BMI was the other associated factor with depressive symptoms in the female patients. Same as depressive symptoms, obesity was also more prevalent in our female patients (45.0% vs. 26.6%, p < 0.001). Increased BMI is associated with several chronic diseases, most of which are associated with psychiatric disorders (27). Zhao et al. analyzed the data collected from 177,047 participants and they found that depressive symptoms were more frequently seen in women who were overweight or obese (27). However, there are some studies, which show an inverse relationship between BMI > 30 kg/m2 and depression, as they were less depressed than those with lower BMI. They showed a difference in the frequency of depression in people with different BMI levels independent of the disease status or other psychosocial or lifestyle factors. Moreover, a recent study on more than 6,000 participants in Puerto Rico has shown that depression is associated with obesity, particularly in women with severe obesity, less education and lower incomes (28).
Limitations
This study suffers from an important limitation, which is the absence of baseline depressive symptoms status. Hence, it remains unknown how many of the depressed patients had already been depressed at the time of CAD diagnosis and how many of them developed depressive symptoms thereafter. This hampers the firm establishment of temporal and causal associations. Furthermore, no information was available on the history of depressive disorders in patients’ family members.
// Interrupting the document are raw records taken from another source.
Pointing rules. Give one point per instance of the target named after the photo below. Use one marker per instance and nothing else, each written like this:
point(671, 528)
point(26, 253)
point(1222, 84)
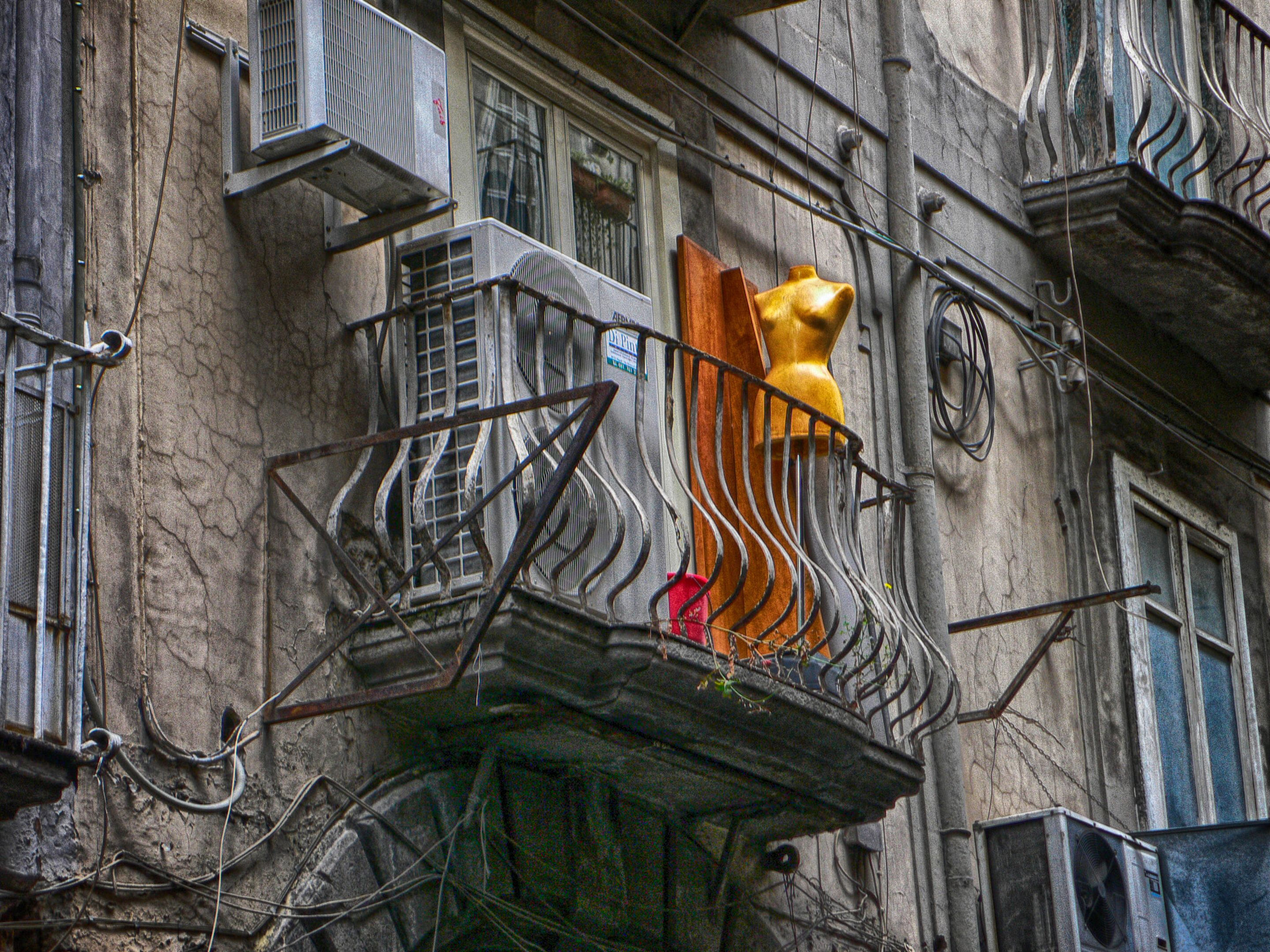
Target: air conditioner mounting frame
point(242, 180)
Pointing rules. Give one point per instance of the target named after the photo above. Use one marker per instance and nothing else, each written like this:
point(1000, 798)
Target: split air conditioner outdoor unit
point(488, 249)
point(328, 70)
point(1057, 883)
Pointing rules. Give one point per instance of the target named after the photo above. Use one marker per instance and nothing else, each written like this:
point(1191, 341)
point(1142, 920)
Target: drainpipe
point(920, 471)
point(31, 79)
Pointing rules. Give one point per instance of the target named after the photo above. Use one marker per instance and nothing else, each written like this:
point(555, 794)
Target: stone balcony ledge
point(657, 718)
point(1194, 268)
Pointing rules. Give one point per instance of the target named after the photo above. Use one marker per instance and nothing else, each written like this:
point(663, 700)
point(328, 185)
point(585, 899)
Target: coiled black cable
point(957, 410)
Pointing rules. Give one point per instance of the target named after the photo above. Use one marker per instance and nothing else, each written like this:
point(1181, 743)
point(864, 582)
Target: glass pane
point(1153, 559)
point(511, 156)
point(1171, 724)
point(605, 208)
point(1207, 592)
point(1223, 741)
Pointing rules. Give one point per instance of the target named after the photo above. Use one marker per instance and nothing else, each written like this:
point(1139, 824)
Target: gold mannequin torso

Another limitation of this study was the absence of the knowledge about the psychiatric drugs the patients were using at the time of data collection. However, strength of this study was the inclusion of a large proportion of women, contrary to many previous studies. Our results revealed the relevance of studying both sexes since determinants of depressive symptoms appear to differ.
Conclusion
In this study, it was found that opium usage, MACE, initial CABG treatment, positive family history for CAD and cigarette smoking are associated factors with depressive symptoms in young male patients with documented CAD. However, these factors were different in women and hypertension and BMI were associated with depressive symptoms in the female patients. These findings may have important clinical consequences.
Acknowledgment
The authors would like to acknowledge the efforts and collaboration of all Tehran Heart Center staff who made this study possible. This study was approved and supported by Tehran Heart Center.
Conflict of interest
The authors declare that they have no conflict of interest.